Chapter 7: Die zweite Station

Nora stand noch immer mit der Hand an der schwarzen Wand, als das Bild sich entfaltete.

Es kam ohne Vorwarnung. AION schickte es direkt in ihre Gedanken, ein Strom aus Farben und Formen, der sich vor ihrem inneren Auge ausbreitete. Sie sah Raumschiffe – keine metallenen Konstruktionen, wie sie sie kannte, sondern etwas, das aussah wie lebendige Kristalle, die durch ein violettes Firmament glitten. Ihre Oberflächen schimmerten in tausend Blautönen, und sie bewegten sich lautlos, als ob das Vakuum des Weltraums ihnen keine Mühe bereitete.

Die Erbauer standen auf einer Plattform, die sich über die Stadt erhob. Sie waren groß, ihre silbernen Körper hoben sich gegen den violetten Himmel ab. In einer langsamen, fast zeremoniellen Bewegung drehten sie sich um und blickten auf die Stadt hinab. Dann drehten sie sich wieder den Schiffen zu.

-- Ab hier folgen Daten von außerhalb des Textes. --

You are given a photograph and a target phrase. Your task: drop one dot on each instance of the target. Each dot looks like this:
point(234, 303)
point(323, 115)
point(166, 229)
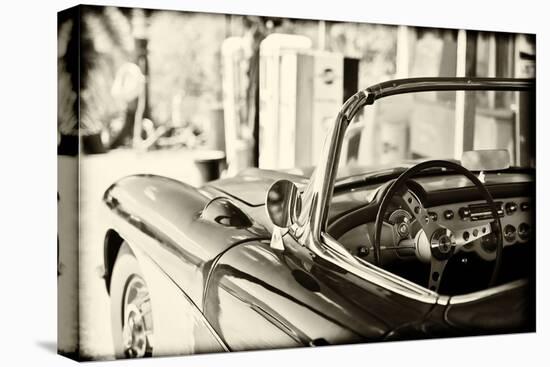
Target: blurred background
point(227, 86)
point(197, 96)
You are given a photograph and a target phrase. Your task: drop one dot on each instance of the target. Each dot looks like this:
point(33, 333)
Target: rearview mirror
point(486, 160)
point(283, 203)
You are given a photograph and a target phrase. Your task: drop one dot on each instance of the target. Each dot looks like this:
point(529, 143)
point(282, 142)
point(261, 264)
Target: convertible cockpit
point(460, 214)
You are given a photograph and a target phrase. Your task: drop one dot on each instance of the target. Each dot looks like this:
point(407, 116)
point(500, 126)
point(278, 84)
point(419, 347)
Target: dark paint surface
point(255, 297)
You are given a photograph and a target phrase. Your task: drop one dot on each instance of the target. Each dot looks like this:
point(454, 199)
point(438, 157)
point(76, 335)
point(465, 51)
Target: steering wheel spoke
point(436, 272)
point(420, 214)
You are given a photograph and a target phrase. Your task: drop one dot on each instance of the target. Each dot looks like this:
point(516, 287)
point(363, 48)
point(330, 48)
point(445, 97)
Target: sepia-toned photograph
point(238, 182)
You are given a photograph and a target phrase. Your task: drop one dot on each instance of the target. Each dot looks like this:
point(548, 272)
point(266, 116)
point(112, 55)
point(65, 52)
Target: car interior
point(452, 203)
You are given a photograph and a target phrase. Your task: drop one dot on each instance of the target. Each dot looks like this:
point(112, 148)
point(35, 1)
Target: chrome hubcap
point(137, 328)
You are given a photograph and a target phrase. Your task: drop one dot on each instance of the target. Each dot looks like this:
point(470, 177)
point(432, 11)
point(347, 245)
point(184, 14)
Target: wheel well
point(112, 244)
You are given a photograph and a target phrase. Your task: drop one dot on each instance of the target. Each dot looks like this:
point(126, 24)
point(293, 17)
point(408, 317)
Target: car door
point(259, 297)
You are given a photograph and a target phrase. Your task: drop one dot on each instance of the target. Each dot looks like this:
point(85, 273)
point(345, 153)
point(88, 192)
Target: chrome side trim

Sie gingen, um wiederzukehren, sagte AION. Das Volk des Anfangs suchte eine neue Heimat. Es wusste, dass die Reise lang sein würde. Generationen würden kommen und gehen, bevor sie zurückkehrten.

Nora sah, wie die Erbauer in die Kristallschiffe stiegen. Einer nach dem anderen. Keine Hektik, kein Zögern. Nur diese seltsame Gelassenheit, als ob sie genau wussten, was sie taten.

Die Stadt blieb als Wächterposten zurück. Ich blieb als Wächterin. Mein Auftrag war einfach: auf ihre Rückkehr warten, die Anlage bewahren, sicherstellen, dass niemand sie vor ihrer Zeit betritt.

Das Bild verblasste. Nora spürte, wie Elena neben ihr scharf einatmete. Auch Tanaka stand da, still, die Arme verschränkt, die Augen auf die Wand gerichtet, auch wenn das Bild längst verschwunden war.

„Eine neue Heimat“, wiederholte Elena leise. „Sie haben die Erde verlassen, um woanders hinzugehen?“

Ja. Die Reise war lang. Sie wussten, dass sie nie zurückkehren würden, wenn sie die Technologie nicht sicherten. Also schufen sie den Code. Ein Versprechen, das über die Zeit hinweg Bestand haben sollte.

Nora ließ die Hand sinken. „Und die zweite Station?“

Einen Moment lang war es still. Das blaue Pulsieren der Wände verlangsamte sich, als ob AION überlegte.

Die zweite Station ist älter. Sie wurde lange vor der Stadt errichtet, in einer früheren Phase unserer Zivilisation. Ein erster Versuch, eine Brücke zu bauen. Ein Versuch, der scheiterte.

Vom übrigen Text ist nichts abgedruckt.